Personal information
- Born: July 5, 2002 (age 24) Capelle aan den IJssel, Netherlands

Chess career
- Country: Netherlands
- Title: Grandmaster (2022)
- FIDE rating: 2524 (August 2026)
- Peak rating: 2573 (January 2024)

= Liam Vrolijk =

Dutch chess grandmaster (born 2002)

Liam Vrolijk is a Dutch chess grandmaster.

==Chess career==
In December 2018, Vrolijk tied for first place with grandmaster Ottomar Ladva in the Groningen Chess Festival. Vrolijk lost the championship to Ottomar Ladva on tiebreaks, though defeated grandmaster Roeland Pruijssers in the final round.

In April 2020, Vrolijk was defeated by Ahmed Adly in the Sunway Sitges International Online Chess Open, which was the first online Swiss tournament held under classical time controls.

In February 2021, Vrolijk tied for 13th place with a score of 8.5/11 in the Titled Tuesday Blitz tournament.

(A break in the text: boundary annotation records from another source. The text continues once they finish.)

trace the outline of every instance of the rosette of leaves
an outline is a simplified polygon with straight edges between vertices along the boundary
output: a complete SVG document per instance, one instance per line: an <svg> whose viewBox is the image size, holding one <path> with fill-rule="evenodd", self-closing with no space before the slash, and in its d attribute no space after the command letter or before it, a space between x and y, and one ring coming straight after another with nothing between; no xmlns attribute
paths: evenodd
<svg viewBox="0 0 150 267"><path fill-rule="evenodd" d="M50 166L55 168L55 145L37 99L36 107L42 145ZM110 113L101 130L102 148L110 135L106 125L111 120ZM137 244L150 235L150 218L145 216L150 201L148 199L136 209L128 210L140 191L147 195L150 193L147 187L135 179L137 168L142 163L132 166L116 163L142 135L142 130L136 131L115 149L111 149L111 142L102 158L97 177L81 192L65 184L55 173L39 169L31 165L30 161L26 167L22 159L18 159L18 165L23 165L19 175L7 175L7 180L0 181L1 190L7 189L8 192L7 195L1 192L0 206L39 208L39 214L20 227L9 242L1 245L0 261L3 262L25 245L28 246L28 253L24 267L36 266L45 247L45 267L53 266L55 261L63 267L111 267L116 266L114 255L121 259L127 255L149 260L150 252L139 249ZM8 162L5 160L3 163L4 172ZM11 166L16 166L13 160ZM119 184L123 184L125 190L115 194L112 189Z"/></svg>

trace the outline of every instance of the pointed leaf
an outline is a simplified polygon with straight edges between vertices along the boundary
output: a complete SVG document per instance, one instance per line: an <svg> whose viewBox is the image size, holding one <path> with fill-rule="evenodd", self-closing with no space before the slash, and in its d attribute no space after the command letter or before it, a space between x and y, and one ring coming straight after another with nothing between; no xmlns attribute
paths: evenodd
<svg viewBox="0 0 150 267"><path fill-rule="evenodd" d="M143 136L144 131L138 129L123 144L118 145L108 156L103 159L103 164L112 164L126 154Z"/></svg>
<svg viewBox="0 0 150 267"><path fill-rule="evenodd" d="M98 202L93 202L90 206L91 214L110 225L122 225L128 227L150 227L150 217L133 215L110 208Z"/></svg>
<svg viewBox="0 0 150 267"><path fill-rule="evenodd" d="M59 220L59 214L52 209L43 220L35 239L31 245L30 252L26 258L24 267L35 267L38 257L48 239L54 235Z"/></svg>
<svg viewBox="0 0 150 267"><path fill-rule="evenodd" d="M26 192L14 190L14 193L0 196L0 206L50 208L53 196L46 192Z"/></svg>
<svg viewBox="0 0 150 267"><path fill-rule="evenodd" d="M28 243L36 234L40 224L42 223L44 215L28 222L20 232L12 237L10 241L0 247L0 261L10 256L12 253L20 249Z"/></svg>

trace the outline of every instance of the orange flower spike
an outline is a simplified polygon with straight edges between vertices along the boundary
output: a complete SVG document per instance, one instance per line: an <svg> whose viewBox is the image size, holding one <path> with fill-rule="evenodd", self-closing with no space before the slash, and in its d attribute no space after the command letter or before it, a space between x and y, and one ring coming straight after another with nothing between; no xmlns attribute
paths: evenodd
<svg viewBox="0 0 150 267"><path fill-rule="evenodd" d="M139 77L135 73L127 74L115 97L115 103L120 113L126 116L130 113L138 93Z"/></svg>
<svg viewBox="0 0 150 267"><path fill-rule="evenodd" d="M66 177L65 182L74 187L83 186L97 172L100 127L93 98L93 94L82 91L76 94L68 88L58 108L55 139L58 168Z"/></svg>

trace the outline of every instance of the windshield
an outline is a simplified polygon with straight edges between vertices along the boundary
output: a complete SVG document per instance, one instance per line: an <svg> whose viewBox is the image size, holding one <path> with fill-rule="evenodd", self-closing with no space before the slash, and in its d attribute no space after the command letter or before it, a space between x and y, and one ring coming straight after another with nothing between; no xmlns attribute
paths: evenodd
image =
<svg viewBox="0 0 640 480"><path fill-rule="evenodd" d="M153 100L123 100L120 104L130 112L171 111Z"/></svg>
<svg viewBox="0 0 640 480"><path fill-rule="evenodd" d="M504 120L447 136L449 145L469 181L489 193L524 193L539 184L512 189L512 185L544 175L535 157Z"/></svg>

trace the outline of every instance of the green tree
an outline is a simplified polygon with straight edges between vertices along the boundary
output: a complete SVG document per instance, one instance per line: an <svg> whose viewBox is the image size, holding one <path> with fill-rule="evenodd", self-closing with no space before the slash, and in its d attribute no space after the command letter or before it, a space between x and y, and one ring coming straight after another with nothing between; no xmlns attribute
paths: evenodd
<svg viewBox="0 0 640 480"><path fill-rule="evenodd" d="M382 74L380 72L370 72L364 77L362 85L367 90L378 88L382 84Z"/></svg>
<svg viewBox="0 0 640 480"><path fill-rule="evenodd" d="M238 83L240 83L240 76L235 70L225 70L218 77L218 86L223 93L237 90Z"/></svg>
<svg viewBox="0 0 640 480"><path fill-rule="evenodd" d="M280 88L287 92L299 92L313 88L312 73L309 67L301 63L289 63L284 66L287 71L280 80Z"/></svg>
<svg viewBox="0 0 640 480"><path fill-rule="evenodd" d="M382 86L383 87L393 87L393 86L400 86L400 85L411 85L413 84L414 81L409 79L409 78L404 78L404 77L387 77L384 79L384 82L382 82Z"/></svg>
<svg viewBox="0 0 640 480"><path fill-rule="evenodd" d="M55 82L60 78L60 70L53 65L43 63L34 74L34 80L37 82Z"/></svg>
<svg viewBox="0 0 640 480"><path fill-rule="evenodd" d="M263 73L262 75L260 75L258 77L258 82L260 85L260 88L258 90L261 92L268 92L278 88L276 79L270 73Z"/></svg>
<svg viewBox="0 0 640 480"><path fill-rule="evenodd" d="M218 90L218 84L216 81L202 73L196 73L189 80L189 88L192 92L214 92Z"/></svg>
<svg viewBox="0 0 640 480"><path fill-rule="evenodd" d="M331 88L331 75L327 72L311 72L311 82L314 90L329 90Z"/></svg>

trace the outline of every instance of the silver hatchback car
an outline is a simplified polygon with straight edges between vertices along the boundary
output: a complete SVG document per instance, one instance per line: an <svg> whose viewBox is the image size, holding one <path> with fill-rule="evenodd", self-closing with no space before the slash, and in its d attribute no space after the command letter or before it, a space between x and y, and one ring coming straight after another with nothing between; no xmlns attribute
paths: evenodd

At the event, he managed draws against higher-rated players Mustafa Yılmaz and Rudik Makarian.

In August 2022, Vrolijk fulfilled all of the requirements for the Grandmaster title, and was awarded the title later in the year.

Vrolijk competed in the Challengers section of the Tata Steel Chess Tournament 2024, where he defeated higher-rated grandmasters Leon Luke Mendonca and Mustafa Yılmaz.